Math Students present Research: Gene-Network Analysis Tool
Congratulations to Larry Kalesinskas (Biostatistics Minor) and Evan Cudone (Math Major) for presenting their research, "GxA: Developing a Gene Expression Network Visualization and Analysis Tool" at the annual Maize Inflorescence Project Meeting and at the St. Albert's Day Research Symposium held at the Stritch School of Medicine. They spent the summer developing a tool to help visualize and explore complex biological networks to aid in the analysis and discovery of biological pathways. Evan and Larry are senior Bioinformatics majors, as well as being a part of the Math Department. We sat down to ask Larry some questions:
Q: What exactly does your tool do?
A: Our tool takes gene expression data across tissues (which tells us at what level genes are being expressed in respective tissues) and compares every gene against every other gene in an organism, correlating them. If genes are similarly expressed across several tissues (and thus highly correlated), they are likely to be part of the same biological pathway, so we represent them in a network: 2 nodes for the genes with an edge connecting them. This network can help scientists discover how genes interact, enlighten us on how different biological pathways work, and how all these different pathways in an organism are connected. GxA is an interactive, dynamic and fast tool to accomplish this.
Q: What role did Math play in developing this tool? Which Math classes have helped you develop this?

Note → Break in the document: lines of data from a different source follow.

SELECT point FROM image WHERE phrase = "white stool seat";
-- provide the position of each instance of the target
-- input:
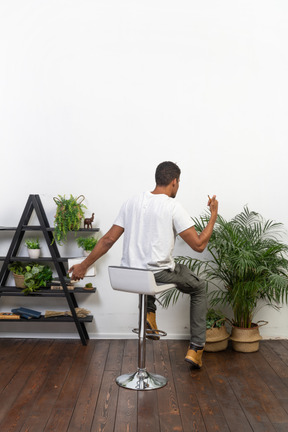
(141, 282)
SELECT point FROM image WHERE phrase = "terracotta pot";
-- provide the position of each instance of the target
(216, 339)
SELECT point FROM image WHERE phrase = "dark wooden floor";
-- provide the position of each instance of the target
(56, 385)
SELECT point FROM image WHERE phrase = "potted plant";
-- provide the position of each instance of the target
(69, 215)
(18, 271)
(34, 276)
(87, 244)
(248, 267)
(216, 332)
(33, 247)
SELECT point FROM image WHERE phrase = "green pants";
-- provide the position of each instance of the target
(188, 283)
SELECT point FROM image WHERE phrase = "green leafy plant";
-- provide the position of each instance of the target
(17, 268)
(87, 243)
(247, 265)
(32, 244)
(68, 216)
(214, 319)
(35, 275)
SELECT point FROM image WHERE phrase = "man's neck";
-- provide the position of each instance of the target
(165, 190)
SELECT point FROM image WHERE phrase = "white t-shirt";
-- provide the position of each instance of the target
(151, 223)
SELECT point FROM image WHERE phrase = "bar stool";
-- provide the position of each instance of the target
(141, 282)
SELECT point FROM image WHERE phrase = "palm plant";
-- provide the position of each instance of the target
(248, 263)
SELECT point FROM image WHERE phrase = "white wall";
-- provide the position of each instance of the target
(94, 94)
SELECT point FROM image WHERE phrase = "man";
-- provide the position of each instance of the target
(150, 222)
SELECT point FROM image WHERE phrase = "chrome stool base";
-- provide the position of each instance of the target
(141, 380)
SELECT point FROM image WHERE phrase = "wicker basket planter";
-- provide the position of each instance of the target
(246, 339)
(216, 339)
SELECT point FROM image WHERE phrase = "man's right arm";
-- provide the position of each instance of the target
(198, 242)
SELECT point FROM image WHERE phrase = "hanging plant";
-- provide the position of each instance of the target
(69, 215)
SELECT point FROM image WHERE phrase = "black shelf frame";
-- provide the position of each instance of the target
(34, 203)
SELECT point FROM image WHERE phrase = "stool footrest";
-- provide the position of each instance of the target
(141, 380)
(150, 332)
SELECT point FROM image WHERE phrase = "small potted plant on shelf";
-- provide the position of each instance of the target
(18, 271)
(33, 247)
(69, 215)
(34, 276)
(87, 244)
(216, 332)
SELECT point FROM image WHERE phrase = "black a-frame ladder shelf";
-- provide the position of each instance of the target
(34, 203)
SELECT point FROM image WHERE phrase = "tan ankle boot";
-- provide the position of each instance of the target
(194, 357)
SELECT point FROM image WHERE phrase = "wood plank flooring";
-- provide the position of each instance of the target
(62, 386)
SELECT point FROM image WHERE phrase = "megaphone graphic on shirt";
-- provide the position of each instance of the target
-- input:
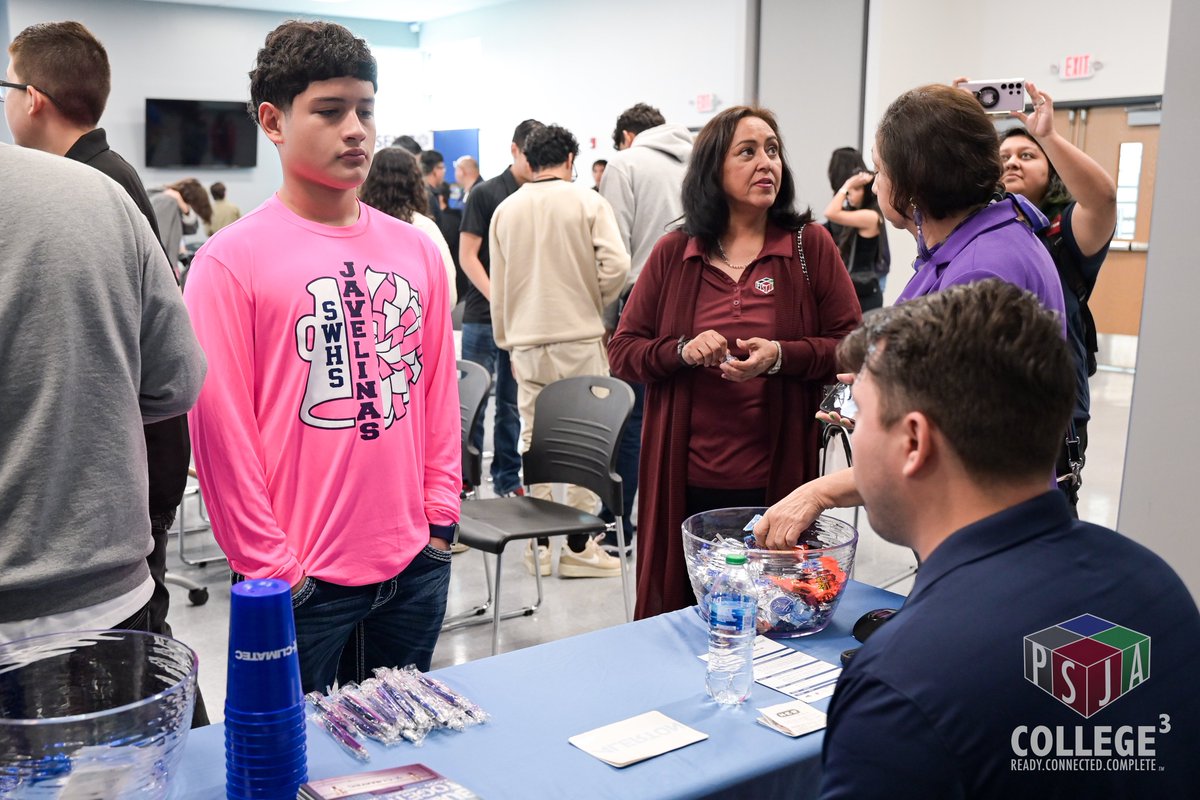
(323, 341)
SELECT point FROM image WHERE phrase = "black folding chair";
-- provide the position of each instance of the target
(577, 428)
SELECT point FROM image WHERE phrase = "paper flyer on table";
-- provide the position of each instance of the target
(792, 719)
(636, 739)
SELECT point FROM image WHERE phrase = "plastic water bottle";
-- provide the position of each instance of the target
(733, 607)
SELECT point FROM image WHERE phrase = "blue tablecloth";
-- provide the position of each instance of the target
(540, 696)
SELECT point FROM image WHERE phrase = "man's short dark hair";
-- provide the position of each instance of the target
(550, 146)
(985, 362)
(522, 132)
(430, 161)
(636, 119)
(844, 163)
(66, 62)
(939, 149)
(394, 185)
(408, 143)
(299, 53)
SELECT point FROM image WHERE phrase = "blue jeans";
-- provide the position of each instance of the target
(628, 455)
(479, 346)
(345, 632)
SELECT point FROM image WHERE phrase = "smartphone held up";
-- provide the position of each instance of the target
(997, 96)
(839, 405)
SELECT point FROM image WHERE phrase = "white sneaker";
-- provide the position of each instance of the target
(592, 563)
(543, 559)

A: The basis of our tool hinges on Statistics and being able to understand various parametric and non-linear methods of correlation. GxA allows the use of Pearson, Spearman and a measure called Mutual Information to correlate genes and generate the network. In fact, we even talked to Dr. O'Brien to fully understand and implement these methods of correlation. After this, we also use heuristic algorithms to cluster and analyze our networks, all based on math.

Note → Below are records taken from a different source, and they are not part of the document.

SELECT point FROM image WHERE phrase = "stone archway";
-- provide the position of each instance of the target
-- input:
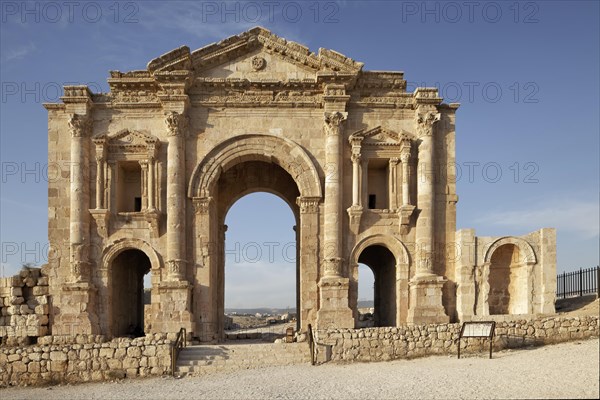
(126, 262)
(368, 250)
(506, 280)
(238, 166)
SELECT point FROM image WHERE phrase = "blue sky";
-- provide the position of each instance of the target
(526, 74)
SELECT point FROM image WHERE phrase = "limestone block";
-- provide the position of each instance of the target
(42, 309)
(42, 281)
(24, 309)
(17, 300)
(40, 290)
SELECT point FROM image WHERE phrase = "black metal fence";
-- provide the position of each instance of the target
(578, 283)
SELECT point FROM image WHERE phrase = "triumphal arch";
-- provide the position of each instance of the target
(155, 164)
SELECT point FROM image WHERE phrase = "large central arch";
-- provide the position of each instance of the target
(255, 147)
(281, 167)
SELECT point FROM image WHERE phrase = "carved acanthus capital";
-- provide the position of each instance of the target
(425, 262)
(425, 122)
(332, 266)
(176, 268)
(308, 205)
(79, 125)
(355, 214)
(80, 271)
(176, 123)
(333, 122)
(202, 205)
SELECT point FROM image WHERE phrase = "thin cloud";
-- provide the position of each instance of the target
(18, 53)
(579, 217)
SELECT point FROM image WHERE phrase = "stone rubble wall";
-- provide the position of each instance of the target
(382, 344)
(24, 307)
(84, 358)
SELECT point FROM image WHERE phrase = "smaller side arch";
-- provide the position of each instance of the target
(256, 147)
(393, 244)
(118, 246)
(525, 249)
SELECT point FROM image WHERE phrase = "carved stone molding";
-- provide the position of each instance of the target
(258, 63)
(176, 123)
(425, 122)
(405, 212)
(101, 217)
(79, 125)
(332, 266)
(355, 213)
(176, 268)
(308, 205)
(202, 204)
(333, 122)
(80, 271)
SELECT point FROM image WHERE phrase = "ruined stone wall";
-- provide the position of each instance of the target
(382, 344)
(84, 358)
(24, 307)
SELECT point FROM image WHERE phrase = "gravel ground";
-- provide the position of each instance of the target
(568, 370)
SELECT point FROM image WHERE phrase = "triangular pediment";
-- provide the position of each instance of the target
(257, 50)
(125, 138)
(381, 136)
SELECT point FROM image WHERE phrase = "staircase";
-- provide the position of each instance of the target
(205, 359)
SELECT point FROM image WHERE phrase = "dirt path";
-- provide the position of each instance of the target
(568, 370)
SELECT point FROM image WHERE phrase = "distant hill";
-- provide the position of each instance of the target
(278, 311)
(262, 310)
(366, 304)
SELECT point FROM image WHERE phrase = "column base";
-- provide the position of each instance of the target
(426, 300)
(334, 311)
(77, 311)
(170, 311)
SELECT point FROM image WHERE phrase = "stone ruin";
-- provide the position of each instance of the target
(151, 168)
(25, 308)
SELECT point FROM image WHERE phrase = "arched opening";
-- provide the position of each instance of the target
(503, 279)
(383, 264)
(128, 270)
(366, 295)
(260, 264)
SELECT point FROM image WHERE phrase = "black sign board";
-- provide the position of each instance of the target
(481, 329)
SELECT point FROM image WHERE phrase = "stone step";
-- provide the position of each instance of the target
(203, 359)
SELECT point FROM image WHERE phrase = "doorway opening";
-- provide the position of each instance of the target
(261, 268)
(382, 263)
(128, 296)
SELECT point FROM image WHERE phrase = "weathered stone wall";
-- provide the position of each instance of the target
(24, 307)
(84, 358)
(382, 344)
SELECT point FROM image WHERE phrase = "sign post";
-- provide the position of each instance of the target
(480, 329)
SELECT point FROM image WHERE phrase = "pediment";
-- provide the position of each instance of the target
(259, 65)
(128, 141)
(240, 54)
(381, 136)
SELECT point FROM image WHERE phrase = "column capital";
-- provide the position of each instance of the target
(202, 204)
(425, 121)
(333, 122)
(79, 125)
(332, 266)
(176, 123)
(176, 269)
(308, 205)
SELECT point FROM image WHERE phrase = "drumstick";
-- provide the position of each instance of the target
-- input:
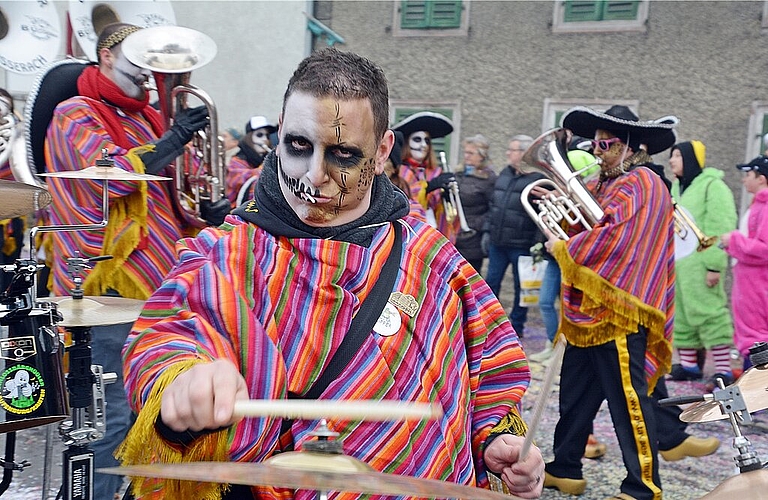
(337, 409)
(538, 409)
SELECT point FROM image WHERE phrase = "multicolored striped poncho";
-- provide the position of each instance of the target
(278, 308)
(417, 177)
(144, 226)
(621, 274)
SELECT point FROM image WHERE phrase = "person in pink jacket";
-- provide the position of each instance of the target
(749, 296)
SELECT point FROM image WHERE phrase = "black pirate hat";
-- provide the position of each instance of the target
(656, 135)
(435, 124)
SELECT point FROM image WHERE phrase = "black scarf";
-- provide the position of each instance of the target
(270, 211)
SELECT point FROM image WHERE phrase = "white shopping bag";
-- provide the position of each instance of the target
(531, 275)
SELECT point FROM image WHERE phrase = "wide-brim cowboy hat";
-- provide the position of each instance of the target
(656, 135)
(435, 124)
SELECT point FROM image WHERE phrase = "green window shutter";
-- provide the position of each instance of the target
(423, 14)
(446, 14)
(619, 11)
(414, 15)
(576, 11)
(600, 10)
(441, 144)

Q: What challenges did you face in developing this tool?
A: Computationally, this tool was very challenging to create, due to the massive amount of genes an organism has. If we try to correlate 40,000 genes (the size of a maize genome) all against each other, we have to do 1.6 billion calculations. We developed methods to cut down on the number of calculations we have to do, as well as store all of the data not required for visualization in SQL databases, allowing this to be run on a common computer. Further, although we were both experienced coding in Java, we coded GxA in a Java framework called Cytoscape and had to basically learn a new language to create the software.

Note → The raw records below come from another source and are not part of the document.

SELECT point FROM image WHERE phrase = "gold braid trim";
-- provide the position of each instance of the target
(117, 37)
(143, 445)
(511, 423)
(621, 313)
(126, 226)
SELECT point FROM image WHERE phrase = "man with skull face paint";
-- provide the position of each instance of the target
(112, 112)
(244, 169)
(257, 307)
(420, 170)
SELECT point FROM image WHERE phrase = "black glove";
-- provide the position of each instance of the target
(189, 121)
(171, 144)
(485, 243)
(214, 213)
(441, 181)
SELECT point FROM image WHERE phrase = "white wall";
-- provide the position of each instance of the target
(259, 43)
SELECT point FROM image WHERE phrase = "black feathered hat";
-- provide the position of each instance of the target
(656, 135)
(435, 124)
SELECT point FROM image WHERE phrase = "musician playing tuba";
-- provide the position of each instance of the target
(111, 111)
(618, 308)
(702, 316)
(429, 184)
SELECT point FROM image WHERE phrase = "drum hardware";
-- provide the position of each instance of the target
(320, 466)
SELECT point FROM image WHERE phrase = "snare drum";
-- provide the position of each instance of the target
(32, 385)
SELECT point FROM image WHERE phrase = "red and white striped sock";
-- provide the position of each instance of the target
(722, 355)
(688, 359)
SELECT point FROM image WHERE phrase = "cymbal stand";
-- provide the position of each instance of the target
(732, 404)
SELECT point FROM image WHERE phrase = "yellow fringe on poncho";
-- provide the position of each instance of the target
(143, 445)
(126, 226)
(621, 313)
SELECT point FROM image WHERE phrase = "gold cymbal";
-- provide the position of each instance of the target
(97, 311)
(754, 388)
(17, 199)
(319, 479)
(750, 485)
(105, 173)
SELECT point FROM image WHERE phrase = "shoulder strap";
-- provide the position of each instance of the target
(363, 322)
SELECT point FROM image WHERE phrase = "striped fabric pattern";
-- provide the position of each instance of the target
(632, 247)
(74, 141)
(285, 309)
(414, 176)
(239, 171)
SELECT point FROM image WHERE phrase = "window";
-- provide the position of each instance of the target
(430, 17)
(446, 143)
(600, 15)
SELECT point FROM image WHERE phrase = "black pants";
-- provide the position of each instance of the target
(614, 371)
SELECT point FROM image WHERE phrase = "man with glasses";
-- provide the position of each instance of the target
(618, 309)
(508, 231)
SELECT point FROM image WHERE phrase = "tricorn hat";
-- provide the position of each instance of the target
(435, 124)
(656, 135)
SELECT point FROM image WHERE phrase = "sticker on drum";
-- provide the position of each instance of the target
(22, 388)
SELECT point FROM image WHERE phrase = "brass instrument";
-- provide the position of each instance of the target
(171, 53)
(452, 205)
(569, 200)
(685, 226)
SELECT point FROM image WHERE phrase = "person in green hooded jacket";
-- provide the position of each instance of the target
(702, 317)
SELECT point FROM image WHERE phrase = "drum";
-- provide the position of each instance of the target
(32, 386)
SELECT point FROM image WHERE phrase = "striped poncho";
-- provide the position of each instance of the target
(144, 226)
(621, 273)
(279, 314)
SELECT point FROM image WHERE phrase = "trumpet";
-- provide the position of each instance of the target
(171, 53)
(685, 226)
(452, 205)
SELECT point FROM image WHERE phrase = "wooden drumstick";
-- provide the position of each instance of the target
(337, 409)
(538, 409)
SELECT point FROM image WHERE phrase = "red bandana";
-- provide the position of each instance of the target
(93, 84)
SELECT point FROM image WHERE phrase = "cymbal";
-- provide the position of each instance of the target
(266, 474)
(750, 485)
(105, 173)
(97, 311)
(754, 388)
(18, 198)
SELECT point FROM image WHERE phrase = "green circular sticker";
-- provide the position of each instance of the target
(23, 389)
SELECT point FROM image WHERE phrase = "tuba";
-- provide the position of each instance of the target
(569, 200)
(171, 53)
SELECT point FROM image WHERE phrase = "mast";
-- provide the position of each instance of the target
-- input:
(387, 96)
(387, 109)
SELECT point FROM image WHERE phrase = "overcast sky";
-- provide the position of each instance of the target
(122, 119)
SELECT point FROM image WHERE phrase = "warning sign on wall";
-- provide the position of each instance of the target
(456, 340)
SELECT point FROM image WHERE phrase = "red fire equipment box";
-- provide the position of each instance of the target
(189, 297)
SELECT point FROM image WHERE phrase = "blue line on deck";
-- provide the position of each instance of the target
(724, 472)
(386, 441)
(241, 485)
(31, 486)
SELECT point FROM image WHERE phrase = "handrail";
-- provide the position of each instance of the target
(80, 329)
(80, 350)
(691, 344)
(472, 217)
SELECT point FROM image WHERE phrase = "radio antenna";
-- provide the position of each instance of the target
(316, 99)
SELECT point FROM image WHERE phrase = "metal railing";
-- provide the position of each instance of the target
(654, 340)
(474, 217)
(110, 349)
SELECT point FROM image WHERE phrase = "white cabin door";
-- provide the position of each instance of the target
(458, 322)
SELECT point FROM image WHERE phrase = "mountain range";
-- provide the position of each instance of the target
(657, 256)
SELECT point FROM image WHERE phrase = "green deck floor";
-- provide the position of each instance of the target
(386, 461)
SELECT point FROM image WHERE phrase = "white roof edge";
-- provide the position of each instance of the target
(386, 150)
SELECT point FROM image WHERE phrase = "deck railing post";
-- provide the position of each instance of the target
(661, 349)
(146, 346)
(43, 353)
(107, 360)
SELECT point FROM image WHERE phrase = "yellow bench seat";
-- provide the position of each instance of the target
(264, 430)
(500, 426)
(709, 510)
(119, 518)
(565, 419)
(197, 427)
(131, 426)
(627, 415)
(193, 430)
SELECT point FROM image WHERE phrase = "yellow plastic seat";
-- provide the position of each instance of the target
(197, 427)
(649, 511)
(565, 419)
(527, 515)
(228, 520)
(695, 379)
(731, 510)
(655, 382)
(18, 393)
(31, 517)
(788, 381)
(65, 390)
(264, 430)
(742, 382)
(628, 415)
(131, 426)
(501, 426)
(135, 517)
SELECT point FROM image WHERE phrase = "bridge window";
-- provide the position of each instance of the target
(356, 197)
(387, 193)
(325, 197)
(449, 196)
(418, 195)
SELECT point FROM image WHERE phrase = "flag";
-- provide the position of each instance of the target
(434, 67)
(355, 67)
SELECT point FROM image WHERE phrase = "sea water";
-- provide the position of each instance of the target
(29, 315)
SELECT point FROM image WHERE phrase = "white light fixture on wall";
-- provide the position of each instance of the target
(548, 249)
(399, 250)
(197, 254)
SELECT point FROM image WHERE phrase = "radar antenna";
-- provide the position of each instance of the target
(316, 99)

Q: Can you show us a conclusion you can generate from the network?
A: Sure! So, our software generated the image above. There is a giant orange node in the center, which is sized this way because it has a high betweenness centrality measure (aka: it is the node with the largest number of shortest paths from all vertices to all others that pass through that node). This node is super connected, so the gene, theoretically, should be super connected. Turns out, it is. The gene codes for a protein called RBAP1, which is a regulatory protein for the cell cycle and a tumor suppressor protein, which explains the high degree of connectivity.
Q: How did you get involved with research originally?
A: We both started as part of Dr. Putonti's lab here at Loyola sophomore year and then reached outwards - expanding to work for Dr. Dong at the Center of Biomedical Informatics, as well as other research labs at the Stritch School of Medicine (Evan) and the Rehabilitation Institute of Chicago (Larry).
Q: What are your plans for the future?
A: Both Evan and I are currently applying to Doctoral Programs in Computational Biology and Biomedical Informatics and hope to continue on with biology-oriented modeling and computational research.